Reputation: 21
I am using Apache HttpComponents in a bean inside of Camel to try to write a job to download Apple's metadata database files. This is a list of every song in iTunes. So, obviously it is big. 3.5+ GB. I am trying to use Apache HttpComponents to make an asynchronous get request. However, it seems that the size of the file being returned is too large.
try {
httpclient.start();
FileOutputStream fileOutputStream = new FileOutputStream(download);
//Grab the archive.
URIBuilder uriBuilder = new URIBuilder();
uriBuilder.setScheme("https");
uriBuilder.setHost("feeds.itunes.apple.com");
uriBuilder.setPath("/feeds/epf-flat/v1/full/usa/" + iTunesDate + "/song-usa-" + iTunesDate + ".tbz");
String endpoint = uriBuilder.build().toURL().toString();
HttpGet getCall = new HttpGet(endpoint);
String creds64 = new String(Base64.encodeBase64((user + ":" + password).getBytes()));
log.debug("Auth: " + "Basic " + creds64);
getCall.setHeader("Authorization", "Basic " + creds64);
log.debug("About to download file from Apple: " + endpoint);
Future<HttpResponse> future = httpclient.execute(getCall, null);
HttpResponse response = future.get();
fileOutputStream.write(EntityUtils.toByteArray(response.getEntity()));
fileOutputStream.close();
Every time it return this:
java.util.concurrent.ExecutionException: org.apache.http.ContentTooLongException: Entity content is too long: 3776283429
at org.apache.http.concurrent.BasicFuture.getResult(BasicFuture.java:68)

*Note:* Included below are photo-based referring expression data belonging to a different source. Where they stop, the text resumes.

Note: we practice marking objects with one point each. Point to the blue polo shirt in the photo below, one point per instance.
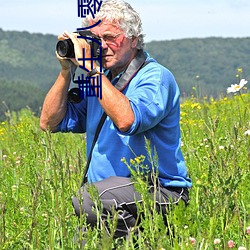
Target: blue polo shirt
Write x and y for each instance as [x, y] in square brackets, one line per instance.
[154, 97]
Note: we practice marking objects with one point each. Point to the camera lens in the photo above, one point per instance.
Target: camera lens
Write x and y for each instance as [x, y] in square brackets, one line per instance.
[65, 48]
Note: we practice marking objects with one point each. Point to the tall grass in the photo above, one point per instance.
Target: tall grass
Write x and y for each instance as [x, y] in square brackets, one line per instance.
[40, 172]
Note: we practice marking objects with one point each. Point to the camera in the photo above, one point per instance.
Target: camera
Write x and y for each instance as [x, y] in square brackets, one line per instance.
[65, 48]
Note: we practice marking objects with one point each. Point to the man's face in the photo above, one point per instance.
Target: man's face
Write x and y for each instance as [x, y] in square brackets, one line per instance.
[117, 50]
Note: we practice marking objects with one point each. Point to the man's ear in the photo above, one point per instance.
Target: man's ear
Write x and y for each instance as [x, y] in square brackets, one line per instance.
[134, 42]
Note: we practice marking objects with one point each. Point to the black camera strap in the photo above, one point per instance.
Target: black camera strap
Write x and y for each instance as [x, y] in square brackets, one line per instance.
[136, 64]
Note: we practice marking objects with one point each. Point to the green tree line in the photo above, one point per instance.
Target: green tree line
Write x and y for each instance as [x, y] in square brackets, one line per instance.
[204, 67]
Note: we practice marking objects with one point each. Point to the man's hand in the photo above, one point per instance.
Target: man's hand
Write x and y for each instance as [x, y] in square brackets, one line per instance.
[79, 45]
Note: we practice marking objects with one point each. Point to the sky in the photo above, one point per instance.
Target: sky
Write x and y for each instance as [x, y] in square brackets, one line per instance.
[162, 19]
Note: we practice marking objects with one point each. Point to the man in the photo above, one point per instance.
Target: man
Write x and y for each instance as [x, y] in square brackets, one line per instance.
[141, 100]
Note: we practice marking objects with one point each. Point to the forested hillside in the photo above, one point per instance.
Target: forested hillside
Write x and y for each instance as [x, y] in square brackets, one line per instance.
[28, 66]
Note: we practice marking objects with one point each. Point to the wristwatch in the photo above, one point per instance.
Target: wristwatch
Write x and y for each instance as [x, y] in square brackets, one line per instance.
[93, 72]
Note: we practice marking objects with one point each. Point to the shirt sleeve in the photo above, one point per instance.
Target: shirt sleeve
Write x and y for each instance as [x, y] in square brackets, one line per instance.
[153, 97]
[75, 118]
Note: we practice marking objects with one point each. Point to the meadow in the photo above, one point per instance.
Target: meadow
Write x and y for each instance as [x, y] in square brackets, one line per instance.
[40, 172]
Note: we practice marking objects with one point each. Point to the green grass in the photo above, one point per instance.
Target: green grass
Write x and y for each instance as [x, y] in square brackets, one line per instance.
[40, 172]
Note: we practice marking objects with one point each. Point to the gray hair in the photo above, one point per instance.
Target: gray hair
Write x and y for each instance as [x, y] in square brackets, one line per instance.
[122, 14]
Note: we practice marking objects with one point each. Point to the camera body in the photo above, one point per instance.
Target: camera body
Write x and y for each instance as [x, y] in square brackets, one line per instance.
[65, 48]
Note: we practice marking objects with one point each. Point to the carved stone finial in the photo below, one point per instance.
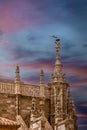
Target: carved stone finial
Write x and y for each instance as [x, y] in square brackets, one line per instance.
[57, 45]
[17, 78]
[42, 77]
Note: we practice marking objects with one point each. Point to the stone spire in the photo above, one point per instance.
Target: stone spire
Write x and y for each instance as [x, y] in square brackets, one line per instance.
[68, 101]
[17, 78]
[42, 77]
[42, 91]
[73, 107]
[58, 65]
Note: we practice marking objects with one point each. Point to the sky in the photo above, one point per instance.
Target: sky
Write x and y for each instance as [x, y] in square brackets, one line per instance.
[26, 29]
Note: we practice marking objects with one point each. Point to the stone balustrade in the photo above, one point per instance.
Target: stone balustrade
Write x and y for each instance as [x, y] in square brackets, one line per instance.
[26, 89]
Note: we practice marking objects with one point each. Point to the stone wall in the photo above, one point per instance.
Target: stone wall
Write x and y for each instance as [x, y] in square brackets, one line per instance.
[8, 100]
[7, 106]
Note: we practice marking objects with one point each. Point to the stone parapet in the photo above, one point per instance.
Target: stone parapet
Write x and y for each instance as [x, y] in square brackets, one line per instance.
[25, 89]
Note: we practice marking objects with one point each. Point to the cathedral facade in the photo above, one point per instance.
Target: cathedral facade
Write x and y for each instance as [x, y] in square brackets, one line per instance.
[39, 107]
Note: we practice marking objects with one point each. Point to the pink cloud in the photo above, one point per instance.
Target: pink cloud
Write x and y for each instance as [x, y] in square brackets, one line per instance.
[84, 105]
[15, 16]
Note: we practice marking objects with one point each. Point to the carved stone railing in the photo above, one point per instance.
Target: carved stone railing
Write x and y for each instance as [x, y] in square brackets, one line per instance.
[25, 89]
[6, 87]
[29, 90]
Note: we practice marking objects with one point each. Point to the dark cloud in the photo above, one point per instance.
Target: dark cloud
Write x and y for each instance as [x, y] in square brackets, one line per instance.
[1, 32]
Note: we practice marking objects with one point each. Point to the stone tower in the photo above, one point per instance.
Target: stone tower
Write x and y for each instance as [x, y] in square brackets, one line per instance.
[39, 107]
[63, 114]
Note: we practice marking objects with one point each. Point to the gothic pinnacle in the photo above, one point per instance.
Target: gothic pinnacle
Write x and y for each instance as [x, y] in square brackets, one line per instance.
[17, 78]
[42, 77]
[58, 65]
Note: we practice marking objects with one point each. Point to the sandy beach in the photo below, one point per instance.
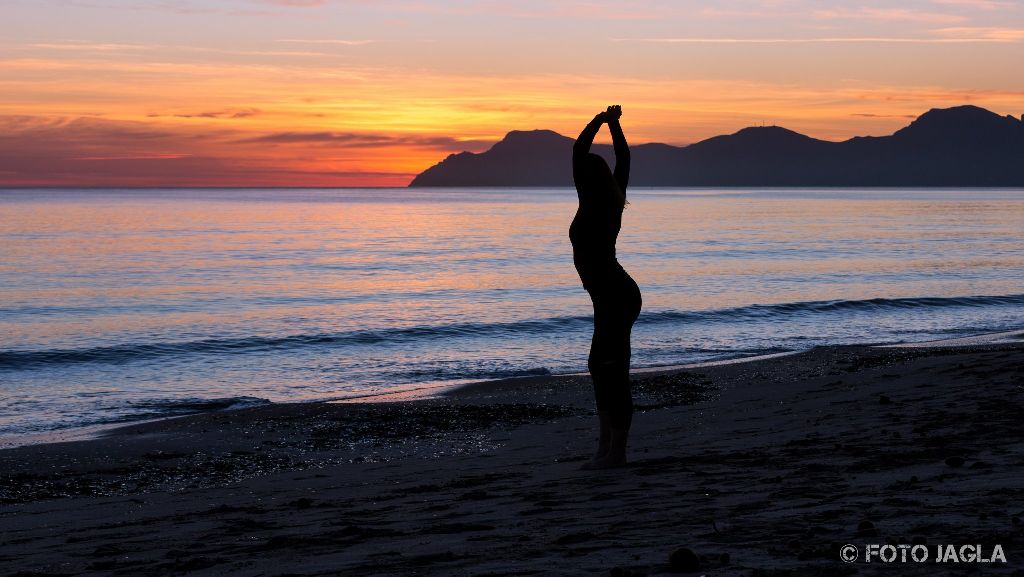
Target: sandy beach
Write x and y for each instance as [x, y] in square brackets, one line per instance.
[760, 468]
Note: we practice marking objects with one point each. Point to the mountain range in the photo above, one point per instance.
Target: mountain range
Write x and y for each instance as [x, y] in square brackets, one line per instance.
[957, 147]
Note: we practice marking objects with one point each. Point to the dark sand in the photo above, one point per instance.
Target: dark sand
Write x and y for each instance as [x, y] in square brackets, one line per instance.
[762, 468]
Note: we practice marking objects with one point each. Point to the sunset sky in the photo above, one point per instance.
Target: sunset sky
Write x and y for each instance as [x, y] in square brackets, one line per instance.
[370, 92]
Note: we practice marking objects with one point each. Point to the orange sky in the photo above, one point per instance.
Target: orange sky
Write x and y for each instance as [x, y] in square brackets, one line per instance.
[353, 92]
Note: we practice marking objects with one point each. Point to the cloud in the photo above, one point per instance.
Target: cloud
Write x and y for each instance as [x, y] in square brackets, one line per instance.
[826, 40]
[887, 14]
[340, 42]
[297, 3]
[989, 34]
[977, 4]
[366, 140]
[869, 115]
[229, 114]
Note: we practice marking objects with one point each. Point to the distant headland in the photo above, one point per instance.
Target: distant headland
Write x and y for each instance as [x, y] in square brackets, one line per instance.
[957, 147]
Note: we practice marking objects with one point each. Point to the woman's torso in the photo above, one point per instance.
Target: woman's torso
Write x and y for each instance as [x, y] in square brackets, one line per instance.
[593, 234]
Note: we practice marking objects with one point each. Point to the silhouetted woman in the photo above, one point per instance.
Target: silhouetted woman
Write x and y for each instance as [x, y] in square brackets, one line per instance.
[615, 295]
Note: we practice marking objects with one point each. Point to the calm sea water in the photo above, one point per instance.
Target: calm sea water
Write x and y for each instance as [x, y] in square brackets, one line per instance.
[125, 304]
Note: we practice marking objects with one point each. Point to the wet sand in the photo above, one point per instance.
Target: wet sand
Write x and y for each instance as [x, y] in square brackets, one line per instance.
[761, 468]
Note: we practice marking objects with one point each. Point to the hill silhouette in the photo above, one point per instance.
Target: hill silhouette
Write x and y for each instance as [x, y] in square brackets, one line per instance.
[956, 147]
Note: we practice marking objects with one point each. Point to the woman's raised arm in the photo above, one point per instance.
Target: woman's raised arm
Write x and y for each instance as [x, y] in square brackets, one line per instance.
[622, 149]
[586, 138]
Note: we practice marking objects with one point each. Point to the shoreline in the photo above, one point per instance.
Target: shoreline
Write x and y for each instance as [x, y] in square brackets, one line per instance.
[439, 389]
[760, 467]
[427, 390]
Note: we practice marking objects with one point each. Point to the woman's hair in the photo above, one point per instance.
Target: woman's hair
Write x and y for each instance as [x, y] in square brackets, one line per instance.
[599, 177]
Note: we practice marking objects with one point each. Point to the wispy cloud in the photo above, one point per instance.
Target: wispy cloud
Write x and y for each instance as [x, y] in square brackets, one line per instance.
[340, 42]
[298, 3]
[888, 14]
[366, 140]
[230, 114]
[869, 115]
[978, 4]
[827, 40]
[990, 34]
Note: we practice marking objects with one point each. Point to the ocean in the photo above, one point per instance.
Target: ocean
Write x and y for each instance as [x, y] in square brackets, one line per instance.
[125, 304]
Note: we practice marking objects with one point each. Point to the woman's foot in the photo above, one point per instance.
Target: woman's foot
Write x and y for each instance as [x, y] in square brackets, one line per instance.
[610, 454]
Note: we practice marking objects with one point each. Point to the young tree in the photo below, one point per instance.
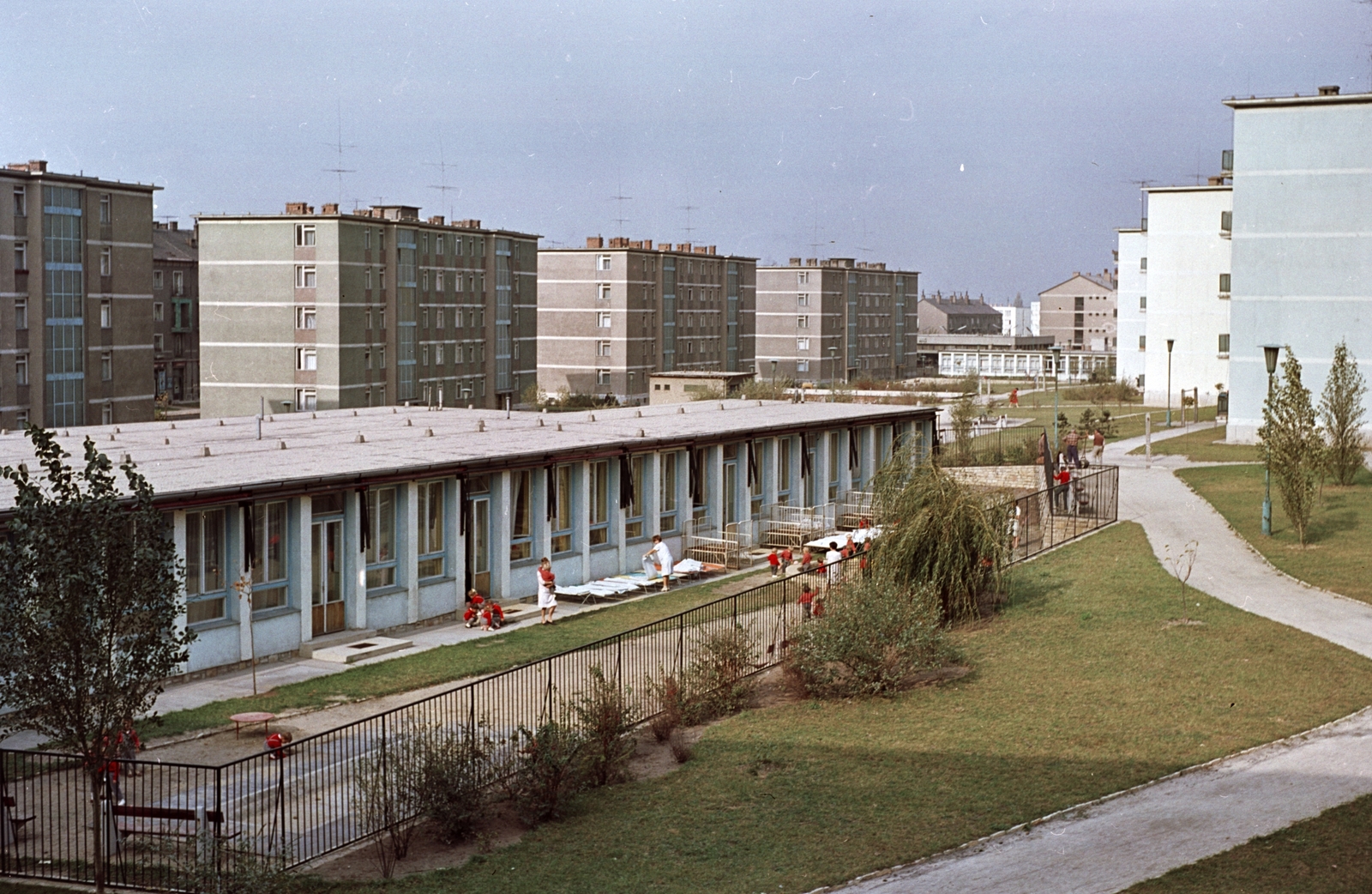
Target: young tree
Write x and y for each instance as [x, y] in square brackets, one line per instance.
[942, 539]
[1291, 444]
[1341, 416]
[89, 599]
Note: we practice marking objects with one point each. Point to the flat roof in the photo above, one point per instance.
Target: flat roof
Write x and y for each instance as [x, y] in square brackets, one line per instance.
[334, 450]
[1269, 102]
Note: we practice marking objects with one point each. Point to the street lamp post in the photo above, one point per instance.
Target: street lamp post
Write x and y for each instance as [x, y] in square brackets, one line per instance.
[1170, 342]
[1269, 354]
[1056, 357]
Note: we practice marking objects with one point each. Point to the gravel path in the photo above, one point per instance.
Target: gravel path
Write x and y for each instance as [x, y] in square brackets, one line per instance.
[1122, 839]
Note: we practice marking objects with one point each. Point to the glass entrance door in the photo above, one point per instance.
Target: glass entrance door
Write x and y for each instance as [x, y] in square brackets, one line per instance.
[479, 547]
[327, 576]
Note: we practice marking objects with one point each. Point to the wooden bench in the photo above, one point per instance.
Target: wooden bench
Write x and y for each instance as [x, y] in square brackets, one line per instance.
[17, 821]
[164, 821]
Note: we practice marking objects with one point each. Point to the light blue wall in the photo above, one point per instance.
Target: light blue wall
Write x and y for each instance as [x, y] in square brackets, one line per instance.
[1303, 245]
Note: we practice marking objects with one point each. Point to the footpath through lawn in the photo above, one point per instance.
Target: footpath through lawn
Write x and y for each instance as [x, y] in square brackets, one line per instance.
[1337, 555]
[1328, 855]
[460, 661]
[1079, 690]
[1200, 447]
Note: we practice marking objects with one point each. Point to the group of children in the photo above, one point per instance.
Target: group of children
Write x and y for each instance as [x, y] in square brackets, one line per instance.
[479, 610]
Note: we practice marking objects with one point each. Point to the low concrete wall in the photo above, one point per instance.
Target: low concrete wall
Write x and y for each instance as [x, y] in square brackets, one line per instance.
[1001, 477]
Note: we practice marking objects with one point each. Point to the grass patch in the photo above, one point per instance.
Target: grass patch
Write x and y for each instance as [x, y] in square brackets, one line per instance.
[1200, 447]
[1337, 555]
[1079, 690]
[1327, 855]
[459, 661]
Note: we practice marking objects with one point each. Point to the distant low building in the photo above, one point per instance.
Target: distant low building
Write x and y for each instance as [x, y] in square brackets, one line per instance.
[958, 315]
[1080, 312]
[176, 313]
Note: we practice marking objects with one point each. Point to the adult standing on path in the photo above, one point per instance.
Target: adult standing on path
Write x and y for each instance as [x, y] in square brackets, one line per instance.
[659, 559]
[546, 598]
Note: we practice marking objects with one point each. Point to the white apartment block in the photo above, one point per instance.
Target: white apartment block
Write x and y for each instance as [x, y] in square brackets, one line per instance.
[1132, 297]
[1186, 293]
[1303, 239]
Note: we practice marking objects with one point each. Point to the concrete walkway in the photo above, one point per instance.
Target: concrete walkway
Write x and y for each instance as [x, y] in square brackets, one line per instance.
[1127, 838]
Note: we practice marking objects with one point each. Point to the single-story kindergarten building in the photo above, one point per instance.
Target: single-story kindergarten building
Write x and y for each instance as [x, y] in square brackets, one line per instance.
[383, 516]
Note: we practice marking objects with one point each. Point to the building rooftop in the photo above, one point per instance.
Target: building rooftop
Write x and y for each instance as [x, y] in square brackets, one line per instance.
[1327, 96]
[39, 168]
[217, 461]
[623, 244]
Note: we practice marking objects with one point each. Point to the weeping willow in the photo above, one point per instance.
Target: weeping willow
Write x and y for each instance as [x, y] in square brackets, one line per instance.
[940, 537]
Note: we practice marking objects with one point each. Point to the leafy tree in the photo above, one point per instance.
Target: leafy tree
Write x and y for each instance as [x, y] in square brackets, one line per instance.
[1341, 416]
[1291, 445]
[940, 537]
[89, 601]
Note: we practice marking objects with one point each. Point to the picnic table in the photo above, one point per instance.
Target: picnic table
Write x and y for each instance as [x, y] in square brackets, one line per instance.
[251, 717]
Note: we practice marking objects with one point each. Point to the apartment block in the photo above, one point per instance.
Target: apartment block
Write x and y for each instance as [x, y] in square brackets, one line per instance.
[612, 313]
[1080, 312]
[176, 313]
[336, 309]
[1301, 233]
[836, 319]
[1187, 293]
[75, 312]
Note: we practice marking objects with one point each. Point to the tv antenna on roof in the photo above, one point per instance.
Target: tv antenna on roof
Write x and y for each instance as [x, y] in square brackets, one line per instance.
[442, 168]
[619, 196]
[340, 169]
[688, 208]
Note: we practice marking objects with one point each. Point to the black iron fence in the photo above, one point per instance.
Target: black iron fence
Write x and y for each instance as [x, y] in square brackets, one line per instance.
[166, 825]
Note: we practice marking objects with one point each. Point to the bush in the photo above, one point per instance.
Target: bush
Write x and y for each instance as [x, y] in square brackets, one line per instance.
[453, 770]
[871, 637]
[718, 681]
[605, 716]
[545, 770]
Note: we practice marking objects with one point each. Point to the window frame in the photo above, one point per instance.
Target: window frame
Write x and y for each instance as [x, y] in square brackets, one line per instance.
[202, 591]
[271, 591]
[381, 558]
[431, 540]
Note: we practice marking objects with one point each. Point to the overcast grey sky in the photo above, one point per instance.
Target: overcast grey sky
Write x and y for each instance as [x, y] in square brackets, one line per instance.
[988, 144]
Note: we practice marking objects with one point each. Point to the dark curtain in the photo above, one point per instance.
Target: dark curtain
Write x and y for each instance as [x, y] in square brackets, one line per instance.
[367, 521]
[626, 482]
[249, 533]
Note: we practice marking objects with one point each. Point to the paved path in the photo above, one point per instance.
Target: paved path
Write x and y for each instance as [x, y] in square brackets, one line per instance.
[1135, 835]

at org.apache.http.concurrent.BasicFuture.get(BasicFuture.java:77)
at com.decibly.hive.songs.iTunesWrapper.getSongData(iTunesWrapper.java:89)
at sun.reflect.NativeMethodAccessorImpl.invoke0(Native Method)
at sun.reflect.NativeMethodAccessorImpl.invoke(NativeMethodAccessorImpl.java:57)
at sun.reflect.DelegatingMethodAccessorImpl.invoke(DelegatingMethodAccessorImpl.java:43)
at java.lang.reflect.Method.invoke(Method.java:606)
at org.apache.camel.component.bean.MethodInfo.invoke(MethodInfo.java:407)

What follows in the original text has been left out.